A TICKET TO RIDE by Paula McLain

Here’s a new book I learned about from Book Club GIrl. It’s called Ticket to Ride by Paula McLain. From Amazon:

McalinThe summer of 1973 in Moline, Ill., is enlivened and permanently marked for 15-year-old Jamie by the arrival of her charismatic, seen-it-all cousin, Fawn Delacorte, in McLain’s sure-handed if familiar debut novel. Abandoned by her parents as a baby, Jamie is a lonely, naïve teenager from Bakersfield, Calif., sent to live with her uncle Raymond after her grandmother falls sick. She falls under Fawn’s spell and embraces the dissolute life of layabout teenagers, brushing ever closer to the inevitable tragedy to come. McLain alternates her vivid first-person account of Jamie’s initially glorious summer with Raymond’s recollections of his fraught relationship with Suzette, his younger sister and Jamie’s mother. The echoes between past and present, Jamie and Suzette, and between Suzette and Fawn ring ever louder as the novel progresses, and protectors clash with those they vainly try to protect. McLain has a good ear for the dialogue of hormonally crazed, unpredictable teenagers. But 1970s childhoods are well-trod literary territory, and it feels as if this tale has already been told.

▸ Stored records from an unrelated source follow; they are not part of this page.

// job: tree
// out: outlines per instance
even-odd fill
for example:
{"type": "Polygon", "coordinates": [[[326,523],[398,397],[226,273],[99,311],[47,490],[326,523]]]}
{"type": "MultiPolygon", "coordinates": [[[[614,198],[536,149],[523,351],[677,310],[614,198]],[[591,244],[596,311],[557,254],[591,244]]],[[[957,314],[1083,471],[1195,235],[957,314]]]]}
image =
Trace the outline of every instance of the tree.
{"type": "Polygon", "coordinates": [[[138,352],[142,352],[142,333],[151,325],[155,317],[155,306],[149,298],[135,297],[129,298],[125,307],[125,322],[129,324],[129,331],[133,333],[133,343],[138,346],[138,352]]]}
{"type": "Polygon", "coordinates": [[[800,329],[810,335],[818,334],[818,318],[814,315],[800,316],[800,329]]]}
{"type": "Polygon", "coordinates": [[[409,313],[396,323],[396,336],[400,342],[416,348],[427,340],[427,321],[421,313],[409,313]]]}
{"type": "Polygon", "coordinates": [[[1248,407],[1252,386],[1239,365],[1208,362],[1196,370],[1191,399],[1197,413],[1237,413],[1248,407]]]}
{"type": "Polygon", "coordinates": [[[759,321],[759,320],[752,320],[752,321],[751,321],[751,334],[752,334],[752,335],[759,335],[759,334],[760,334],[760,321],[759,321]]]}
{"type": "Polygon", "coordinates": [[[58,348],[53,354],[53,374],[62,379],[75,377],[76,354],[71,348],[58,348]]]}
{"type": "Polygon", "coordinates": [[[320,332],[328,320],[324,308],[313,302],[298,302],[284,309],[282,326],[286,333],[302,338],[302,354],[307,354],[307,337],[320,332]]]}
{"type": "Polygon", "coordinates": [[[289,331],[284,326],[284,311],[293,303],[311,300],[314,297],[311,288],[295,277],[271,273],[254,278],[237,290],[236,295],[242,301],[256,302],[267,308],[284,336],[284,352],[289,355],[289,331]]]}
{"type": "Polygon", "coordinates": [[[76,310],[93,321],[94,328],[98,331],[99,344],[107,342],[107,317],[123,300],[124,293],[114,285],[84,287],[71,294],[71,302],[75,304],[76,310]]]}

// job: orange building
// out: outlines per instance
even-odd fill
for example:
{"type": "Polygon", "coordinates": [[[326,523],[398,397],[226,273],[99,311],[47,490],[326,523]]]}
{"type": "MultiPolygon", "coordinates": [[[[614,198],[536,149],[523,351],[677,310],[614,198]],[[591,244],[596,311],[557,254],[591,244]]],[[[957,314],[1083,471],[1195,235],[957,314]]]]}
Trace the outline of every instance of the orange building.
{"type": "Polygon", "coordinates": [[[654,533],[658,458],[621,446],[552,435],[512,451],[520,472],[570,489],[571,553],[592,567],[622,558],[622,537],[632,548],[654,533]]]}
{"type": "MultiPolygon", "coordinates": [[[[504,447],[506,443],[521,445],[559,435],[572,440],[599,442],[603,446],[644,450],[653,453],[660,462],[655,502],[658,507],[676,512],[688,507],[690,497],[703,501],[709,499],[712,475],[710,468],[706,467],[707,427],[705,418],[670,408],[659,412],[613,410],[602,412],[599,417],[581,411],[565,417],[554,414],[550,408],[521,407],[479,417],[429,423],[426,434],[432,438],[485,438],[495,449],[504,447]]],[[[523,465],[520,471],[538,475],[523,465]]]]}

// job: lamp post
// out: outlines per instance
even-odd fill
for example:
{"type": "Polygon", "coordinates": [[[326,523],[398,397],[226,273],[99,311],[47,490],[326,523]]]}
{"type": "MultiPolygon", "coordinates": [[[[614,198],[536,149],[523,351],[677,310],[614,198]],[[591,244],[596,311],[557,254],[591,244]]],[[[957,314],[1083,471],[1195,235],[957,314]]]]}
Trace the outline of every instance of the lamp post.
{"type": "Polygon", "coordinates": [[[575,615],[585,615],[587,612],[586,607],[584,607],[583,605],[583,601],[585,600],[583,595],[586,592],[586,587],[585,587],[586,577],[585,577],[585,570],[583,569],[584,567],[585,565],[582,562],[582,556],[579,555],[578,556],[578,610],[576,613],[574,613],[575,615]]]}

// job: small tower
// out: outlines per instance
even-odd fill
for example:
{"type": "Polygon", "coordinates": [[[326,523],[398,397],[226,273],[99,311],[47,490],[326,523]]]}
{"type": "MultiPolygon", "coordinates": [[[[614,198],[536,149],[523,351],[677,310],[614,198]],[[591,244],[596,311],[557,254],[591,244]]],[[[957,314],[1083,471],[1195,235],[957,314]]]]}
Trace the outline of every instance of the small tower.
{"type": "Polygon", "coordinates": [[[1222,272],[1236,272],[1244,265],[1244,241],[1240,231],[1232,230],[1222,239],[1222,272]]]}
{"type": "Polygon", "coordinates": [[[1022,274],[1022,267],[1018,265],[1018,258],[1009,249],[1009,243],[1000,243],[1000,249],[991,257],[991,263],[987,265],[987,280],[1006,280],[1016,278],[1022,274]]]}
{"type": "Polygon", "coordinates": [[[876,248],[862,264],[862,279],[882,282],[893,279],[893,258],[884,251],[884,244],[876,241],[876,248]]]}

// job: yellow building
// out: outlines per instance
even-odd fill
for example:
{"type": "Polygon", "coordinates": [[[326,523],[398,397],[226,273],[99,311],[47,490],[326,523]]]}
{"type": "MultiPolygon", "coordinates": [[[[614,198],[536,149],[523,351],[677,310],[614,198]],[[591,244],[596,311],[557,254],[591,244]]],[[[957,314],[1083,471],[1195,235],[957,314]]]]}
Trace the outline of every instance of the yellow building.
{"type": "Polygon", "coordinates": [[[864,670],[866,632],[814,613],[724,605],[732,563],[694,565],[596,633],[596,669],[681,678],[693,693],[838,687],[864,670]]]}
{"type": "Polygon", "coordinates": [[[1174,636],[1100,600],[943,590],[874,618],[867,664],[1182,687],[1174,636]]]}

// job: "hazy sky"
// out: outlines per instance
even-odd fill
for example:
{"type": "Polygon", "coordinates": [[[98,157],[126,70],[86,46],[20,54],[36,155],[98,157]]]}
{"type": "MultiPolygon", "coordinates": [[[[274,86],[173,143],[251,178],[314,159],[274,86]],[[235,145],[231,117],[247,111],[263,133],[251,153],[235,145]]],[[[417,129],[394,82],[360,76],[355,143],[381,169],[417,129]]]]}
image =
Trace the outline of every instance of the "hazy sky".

Kind of a mixed review. Curled Up With A Good Book said:

In truly stunning prose, author Paula McLain imbues her novel with such a beautiful sense of time and place, the late Sixties and early Seventies, even as she juxtaposes the lives of a mother, a daughter, and a brother who in the end tries with all his heart to help his sister. As Suzette stumbles from one radioactive ex-boyfriend to another, drawn to them in an almost pathological way, over the years Raymond tries again and again to rescue her from her transient life of terrible mistakes and missed opportunities.

The bonds of family eventually propel this exquisite novel, Jamie’s assignation with Fawn symbolic of her adolescent need to connect, to feel glamorous, and to feel better about herself and the world she lives in. She both loves and hates Fawn, at once enamored with her surly self-confidence yet blindsided by her sharp-edged vanity and unrelenting selfishness. Just like two sides of the same coin, Fawn ends up challenging Jamie’s innocence and sense of integrity with devastating consequences in what is one of the most affecting and emotionally moving books I’ve read in recent years.

I can’t find many other reviews of this book online. Have any EDIWTB readers read this yet? Book Club Girl, can you weigh in?